Let us be clear: Governor Alex Otti is not “building another Rivers Port.” Reports show that he approved the commencement of a feasibility study for the proposed Azumini–Obeaku Seaport and Inland Waterways Corridor project. A feasibility study is not waste. It is responsible governance. Only unserious critics condemn a project before the technical, commercial and environmental studies are even concluded.
The writer says “there is no sea in the South East.” That statement sounds clever only to those who do not understand geography. Ports are not built only where there is open ocean. River ports, inland ports, estuarine ports and waterways corridors exist across the world. What matters is navigability, dredging possibility, cargo economics, hinterland connection, road access, rail possibility, industrial demand and long-term commercial viability.

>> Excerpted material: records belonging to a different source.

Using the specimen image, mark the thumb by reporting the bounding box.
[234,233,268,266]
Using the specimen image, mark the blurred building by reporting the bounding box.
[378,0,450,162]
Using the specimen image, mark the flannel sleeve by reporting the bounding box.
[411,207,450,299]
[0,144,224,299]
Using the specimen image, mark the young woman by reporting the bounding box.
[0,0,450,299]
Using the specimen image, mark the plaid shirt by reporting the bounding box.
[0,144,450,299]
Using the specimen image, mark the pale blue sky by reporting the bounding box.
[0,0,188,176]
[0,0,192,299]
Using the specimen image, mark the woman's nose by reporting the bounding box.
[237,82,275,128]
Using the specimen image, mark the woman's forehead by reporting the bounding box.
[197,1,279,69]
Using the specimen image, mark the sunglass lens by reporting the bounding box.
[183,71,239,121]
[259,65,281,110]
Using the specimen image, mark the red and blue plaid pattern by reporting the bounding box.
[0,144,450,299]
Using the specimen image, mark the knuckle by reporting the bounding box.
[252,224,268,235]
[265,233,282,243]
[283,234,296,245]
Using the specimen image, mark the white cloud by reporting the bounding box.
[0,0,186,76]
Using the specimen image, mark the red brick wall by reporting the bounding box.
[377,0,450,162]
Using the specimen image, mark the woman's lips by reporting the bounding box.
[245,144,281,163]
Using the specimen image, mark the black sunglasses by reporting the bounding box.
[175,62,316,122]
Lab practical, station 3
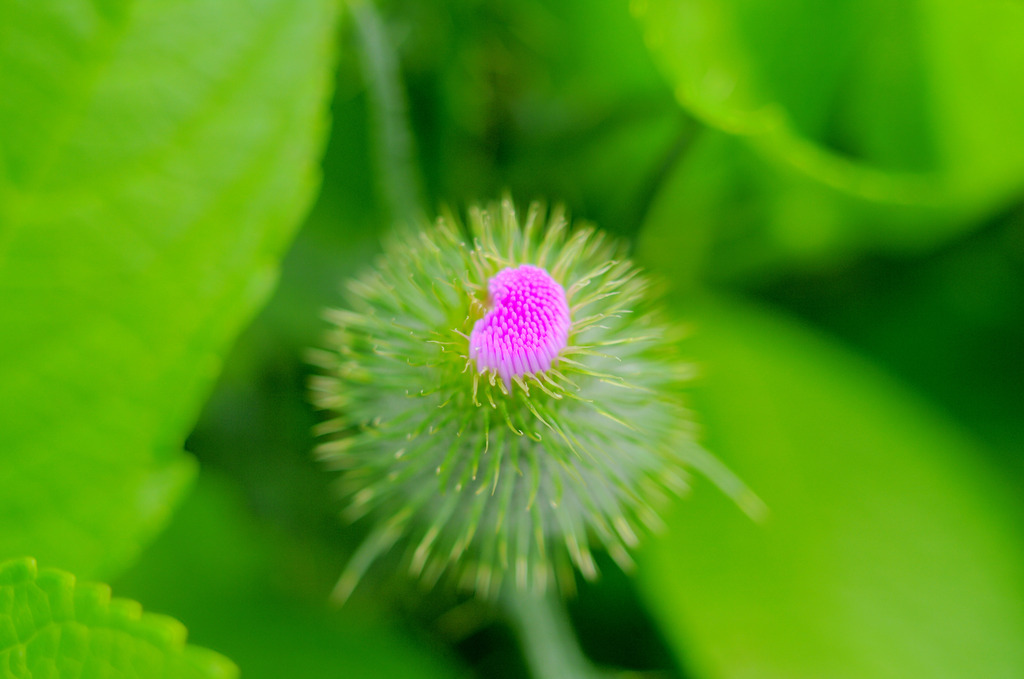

Onne Port itself is situated on the Bonny River Estuary along Ogu Creek, according to the Nigerian Ports Authority. Calabar Port is also not Lagos Atlantic magic; it is a port complex that depends on its channel, terminals, jetties and maritime access. So why is river access good when it is in Rivers or Cross River, but suddenly foolish when Abia explores its own corridor?
That is the hypocrisy.
The same people who say “use Onne and Calabar because they are close” forget that proximity without control is dependency. Abia cannot build its industrial future on borrowed access alone. Partnership is good, but self-capacity is better. Synergy with Rivers and Cross River is important, but synergy does not mean strategic blindness. A wise state cooperates with neighbours and still develops its own competitive advantage.
Aba is not an ordinary town. Aba is the industrial lung of the South East. Aba manufactures shoes, garments, bags, leather products, fabricated items and countless light industrial goods. Studies on Made-in-Aba garment and leather clusters have shown the employment strength and productive depth of the Aba manufacturing ecosystem. Aba does not need pity. Aba needs power, roads, export channels, logistics parks, industrial policy and direct access to markets.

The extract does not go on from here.